At the door, he stopped. “And Amelia? Even though I’ve pledged not to come to you, there’s nothing to keep you from coming to me.” With one last burning glance, he reached for the door handle. “The door’s unlocked, if there’s anything you need.”

Chapter Nine

Juno’s hooves danced under him as Spencer eased into the saddle. He exchanged a nod with his outrider. The groom had been walking her for most of the morning, but now the mare had reached the end of her patience. As had he. A good, hard ride was what they both needed. They’d outpace the carriages for this last leg of the day’s travel and he’d see about procuring rooms at the inn.

At Juno’s impatient whicker, he nudged the mare into a canter. As the horse found her pace, a fresh breeze whipped through his hair—a refreshing burst of coolness on this warm afternoon. He ought to have been taking in the pleasant countryside, Spencer supposed, but instead all he saw was Amelia, as she’d appeared last night. The soft gold of her unbound hair, burnished by firelight. The enticing pink curves of her flesh, covered by the sheerest white muslin.

Her clear blue eyes, filled with fear.

Devil take it. That fear had come as a stab to the heart. Her courage and sensible nature were what attracted him to her in the first place. From her teasing during that that cursed waltz, to the kiss she’d demanded before accepting his proposal—she infuriated, intrigued, and aroused him, all because she refused to be intimidated. Just as she’d said that morning after Leo’s death, in the carriage: When they were alone, they were just a woman and a man.

Not anymore, evidently.

Now, thanks to the esteemed membership of the Stud Club, they were a woman and an alleged murderer. This morning ought to have found him a well-satisfied bridegroom, and instead he was frustrated in every way. All because Julian Bellamy had an irrational hatred of aristocrats, Rhys St. Maur had been a hot-tempered youth, and Leo Chatwick had had the poor sense to go walking in Whitechapel alone at night. Now Amelia feared him.

And then—of all the addled feminine notions—to remedy the problem, she’d suggested they sit up all night and chat. She wished to submit him to her own version of the Spanish Inquisition, examine his sins, his failings, his family history and moral principles.

Good God. He couldn’t imagine a worse strategy for earning her trust. How, precisely, would that interview go?

Very well, Amelia. I’ll answer your questions. Yes, I spent a wild youth in Lower Canada, disappearing into the wilderness for weeks at a time with people you’d consider heathen savages, causing my excellent father no end of grief. Yes, during my first year in England, I nearly pummeled Rhys St. Maur to death at Eton. Yes, I ruined your brother’s fortunes in pursuit of a horse, for reasons you will find inexplicable and unforgivable. There, now. Can’t you see I’m not a villain?

Oh, that would go over splendidly.

And if she thought he would ever discuss his true reasons for abducting her from that ballroom … well, she would wait in vain.

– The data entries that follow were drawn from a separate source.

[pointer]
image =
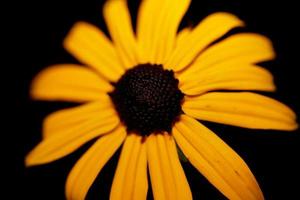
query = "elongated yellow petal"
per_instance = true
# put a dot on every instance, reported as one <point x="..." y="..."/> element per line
<point x="118" y="20"/>
<point x="69" y="82"/>
<point x="90" y="164"/>
<point x="182" y="187"/>
<point x="237" y="50"/>
<point x="242" y="109"/>
<point x="211" y="28"/>
<point x="157" y="25"/>
<point x="91" y="47"/>
<point x="216" y="160"/>
<point x="167" y="176"/>
<point x="228" y="78"/>
<point x="66" y="140"/>
<point x="183" y="35"/>
<point x="66" y="119"/>
<point x="130" y="181"/>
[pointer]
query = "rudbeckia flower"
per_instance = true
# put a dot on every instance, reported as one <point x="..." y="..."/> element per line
<point x="145" y="90"/>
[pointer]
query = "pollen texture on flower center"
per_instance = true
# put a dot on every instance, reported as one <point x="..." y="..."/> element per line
<point x="147" y="99"/>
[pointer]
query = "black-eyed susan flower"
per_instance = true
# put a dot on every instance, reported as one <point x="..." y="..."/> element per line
<point x="147" y="90"/>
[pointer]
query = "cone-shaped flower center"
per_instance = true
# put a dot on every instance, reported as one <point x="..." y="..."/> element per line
<point x="148" y="99"/>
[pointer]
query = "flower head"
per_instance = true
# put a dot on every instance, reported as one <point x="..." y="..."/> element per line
<point x="147" y="90"/>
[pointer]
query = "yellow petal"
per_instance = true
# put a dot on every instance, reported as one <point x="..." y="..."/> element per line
<point x="69" y="82"/>
<point x="227" y="78"/>
<point x="66" y="119"/>
<point x="216" y="160"/>
<point x="157" y="25"/>
<point x="237" y="50"/>
<point x="167" y="176"/>
<point x="242" y="109"/>
<point x="211" y="28"/>
<point x="91" y="47"/>
<point x="130" y="180"/>
<point x="68" y="139"/>
<point x="183" y="35"/>
<point x="90" y="164"/>
<point x="118" y="21"/>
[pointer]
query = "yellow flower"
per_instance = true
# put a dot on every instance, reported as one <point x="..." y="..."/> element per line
<point x="147" y="90"/>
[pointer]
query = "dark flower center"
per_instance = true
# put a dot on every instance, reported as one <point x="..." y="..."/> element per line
<point x="148" y="99"/>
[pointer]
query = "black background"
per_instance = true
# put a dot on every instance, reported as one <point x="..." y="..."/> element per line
<point x="37" y="29"/>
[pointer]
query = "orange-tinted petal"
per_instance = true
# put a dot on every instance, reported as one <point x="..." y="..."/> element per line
<point x="91" y="47"/>
<point x="207" y="31"/>
<point x="245" y="77"/>
<point x="69" y="82"/>
<point x="242" y="109"/>
<point x="90" y="164"/>
<point x="157" y="25"/>
<point x="167" y="176"/>
<point x="67" y="119"/>
<point x="118" y="21"/>
<point x="216" y="160"/>
<point x="68" y="139"/>
<point x="236" y="50"/>
<point x="130" y="180"/>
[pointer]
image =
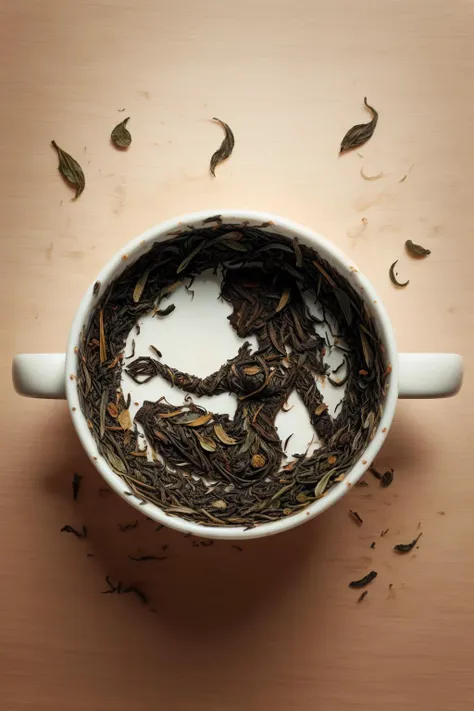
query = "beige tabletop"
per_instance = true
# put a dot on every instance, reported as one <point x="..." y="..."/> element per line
<point x="272" y="626"/>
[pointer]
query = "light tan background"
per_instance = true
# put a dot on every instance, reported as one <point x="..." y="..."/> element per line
<point x="274" y="626"/>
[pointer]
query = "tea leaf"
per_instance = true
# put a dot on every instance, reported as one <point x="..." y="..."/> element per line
<point x="364" y="581"/>
<point x="320" y="487"/>
<point x="190" y="257"/>
<point x="203" y="420"/>
<point x="124" y="420"/>
<point x="70" y="169"/>
<point x="225" y="149"/>
<point x="406" y="547"/>
<point x="103" y="348"/>
<point x="393" y="277"/>
<point x="285" y="297"/>
<point x="121" y="135"/>
<point x="359" y="134"/>
<point x="345" y="304"/>
<point x="416" y="250"/>
<point x="222" y="435"/>
<point x="370" y="177"/>
<point x="139" y="286"/>
<point x="324" y="273"/>
<point x="115" y="462"/>
<point x="206" y="443"/>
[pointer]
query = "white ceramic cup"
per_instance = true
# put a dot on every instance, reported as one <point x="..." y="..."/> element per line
<point x="414" y="375"/>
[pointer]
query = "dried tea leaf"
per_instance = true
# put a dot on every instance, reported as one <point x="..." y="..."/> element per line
<point x="320" y="487"/>
<point x="115" y="462"/>
<point x="103" y="348"/>
<point x="190" y="257"/>
<point x="139" y="286"/>
<point x="393" y="277"/>
<point x="370" y="177"/>
<point x="345" y="304"/>
<point x="206" y="443"/>
<point x="222" y="435"/>
<point x="416" y="250"/>
<point x="219" y="504"/>
<point x="124" y="420"/>
<point x="406" y="547"/>
<point x="203" y="420"/>
<point x="252" y="370"/>
<point x="363" y="581"/>
<point x="285" y="297"/>
<point x="359" y="134"/>
<point x="121" y="135"/>
<point x="320" y="409"/>
<point x="324" y="273"/>
<point x="70" y="169"/>
<point x="225" y="149"/>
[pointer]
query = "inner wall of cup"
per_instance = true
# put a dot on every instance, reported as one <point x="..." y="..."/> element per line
<point x="141" y="246"/>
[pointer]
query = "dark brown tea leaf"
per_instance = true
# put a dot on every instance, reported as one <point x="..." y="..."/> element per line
<point x="225" y="149"/>
<point x="364" y="581"/>
<point x="406" y="547"/>
<point x="70" y="169"/>
<point x="416" y="250"/>
<point x="359" y="134"/>
<point x="121" y="136"/>
<point x="393" y="277"/>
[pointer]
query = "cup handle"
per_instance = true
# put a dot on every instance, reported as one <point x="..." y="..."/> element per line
<point x="429" y="375"/>
<point x="40" y="375"/>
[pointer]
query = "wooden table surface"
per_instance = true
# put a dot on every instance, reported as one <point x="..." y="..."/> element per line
<point x="273" y="626"/>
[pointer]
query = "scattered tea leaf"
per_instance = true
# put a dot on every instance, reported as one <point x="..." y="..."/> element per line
<point x="70" y="169"/>
<point x="406" y="547"/>
<point x="393" y="277"/>
<point x="121" y="135"/>
<point x="356" y="516"/>
<point x="370" y="177"/>
<point x="225" y="149"/>
<point x="364" y="581"/>
<point x="360" y="133"/>
<point x="416" y="250"/>
<point x="70" y="529"/>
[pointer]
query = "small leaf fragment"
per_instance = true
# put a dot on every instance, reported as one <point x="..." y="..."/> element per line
<point x="393" y="277"/>
<point x="206" y="443"/>
<point x="225" y="149"/>
<point x="416" y="250"/>
<point x="70" y="169"/>
<point x="121" y="135"/>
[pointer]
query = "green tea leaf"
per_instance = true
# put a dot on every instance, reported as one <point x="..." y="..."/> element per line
<point x="359" y="134"/>
<point x="121" y="135"/>
<point x="70" y="169"/>
<point x="225" y="149"/>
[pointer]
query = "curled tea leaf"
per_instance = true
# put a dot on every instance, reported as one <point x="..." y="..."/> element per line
<point x="206" y="443"/>
<point x="393" y="277"/>
<point x="370" y="177"/>
<point x="225" y="149"/>
<point x="222" y="435"/>
<point x="285" y="297"/>
<point x="121" y="136"/>
<point x="359" y="134"/>
<point x="70" y="169"/>
<point x="416" y="250"/>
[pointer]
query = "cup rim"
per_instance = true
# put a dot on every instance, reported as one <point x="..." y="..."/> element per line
<point x="141" y="244"/>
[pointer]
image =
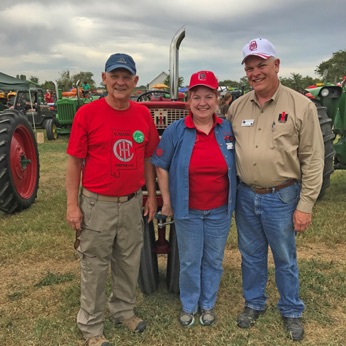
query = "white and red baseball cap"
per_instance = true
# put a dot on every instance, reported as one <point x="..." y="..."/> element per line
<point x="260" y="47"/>
<point x="204" y="78"/>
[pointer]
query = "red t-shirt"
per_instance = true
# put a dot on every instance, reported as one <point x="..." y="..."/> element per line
<point x="208" y="172"/>
<point x="114" y="144"/>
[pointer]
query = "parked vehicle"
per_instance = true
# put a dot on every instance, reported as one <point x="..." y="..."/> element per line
<point x="19" y="162"/>
<point x="330" y="101"/>
<point x="67" y="107"/>
<point x="163" y="242"/>
<point x="32" y="104"/>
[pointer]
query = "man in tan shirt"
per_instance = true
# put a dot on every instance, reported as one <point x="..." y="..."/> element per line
<point x="280" y="159"/>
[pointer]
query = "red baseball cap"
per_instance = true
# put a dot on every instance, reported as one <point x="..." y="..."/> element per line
<point x="204" y="78"/>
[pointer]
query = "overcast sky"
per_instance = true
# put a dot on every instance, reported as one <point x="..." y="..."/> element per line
<point x="44" y="38"/>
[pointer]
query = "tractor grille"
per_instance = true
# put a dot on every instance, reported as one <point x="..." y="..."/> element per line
<point x="163" y="117"/>
<point x="66" y="112"/>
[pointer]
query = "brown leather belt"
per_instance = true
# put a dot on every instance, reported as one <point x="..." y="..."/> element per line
<point x="264" y="190"/>
<point x="121" y="199"/>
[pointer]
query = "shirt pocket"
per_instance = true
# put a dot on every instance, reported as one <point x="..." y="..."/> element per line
<point x="284" y="137"/>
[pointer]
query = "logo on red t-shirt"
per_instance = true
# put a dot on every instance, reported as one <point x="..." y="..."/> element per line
<point x="123" y="151"/>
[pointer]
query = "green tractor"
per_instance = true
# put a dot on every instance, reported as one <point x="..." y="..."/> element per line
<point x="66" y="108"/>
<point x="330" y="101"/>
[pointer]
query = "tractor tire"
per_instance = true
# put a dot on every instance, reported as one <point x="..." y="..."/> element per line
<point x="148" y="278"/>
<point x="51" y="129"/>
<point x="329" y="152"/>
<point x="173" y="264"/>
<point x="19" y="163"/>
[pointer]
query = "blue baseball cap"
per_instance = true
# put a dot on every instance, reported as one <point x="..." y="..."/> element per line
<point x="120" y="60"/>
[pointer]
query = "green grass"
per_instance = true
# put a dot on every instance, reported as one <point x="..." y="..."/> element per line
<point x="39" y="286"/>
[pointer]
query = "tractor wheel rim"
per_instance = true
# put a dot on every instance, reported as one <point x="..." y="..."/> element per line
<point x="23" y="162"/>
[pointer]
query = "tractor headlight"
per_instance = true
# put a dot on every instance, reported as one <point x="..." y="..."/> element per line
<point x="325" y="92"/>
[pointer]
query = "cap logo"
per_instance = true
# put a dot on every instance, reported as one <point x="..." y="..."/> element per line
<point x="122" y="60"/>
<point x="202" y="76"/>
<point x="253" y="45"/>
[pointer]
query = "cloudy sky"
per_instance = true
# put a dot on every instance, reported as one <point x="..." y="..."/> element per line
<point x="44" y="38"/>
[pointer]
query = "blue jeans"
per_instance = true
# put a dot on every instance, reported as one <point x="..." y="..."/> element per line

If there was one indisputable advantage to being a duke, it was never having to explain himself to anyone.

That didn’t mean they couldn’t know one another. Ever since their waltz, he’d been seized by an intense desire to know everything about Amelia Claire d’Orsay. Hell, he’d married her in part to assuage it. He just didn’t see why words must be involved. He wanted to learn his new wife from the inside out, starting with the sweet cleft of her womanhood and working his way to her delicate fingers, which he’d discovered last night to be capped with neat round calluses from needlework.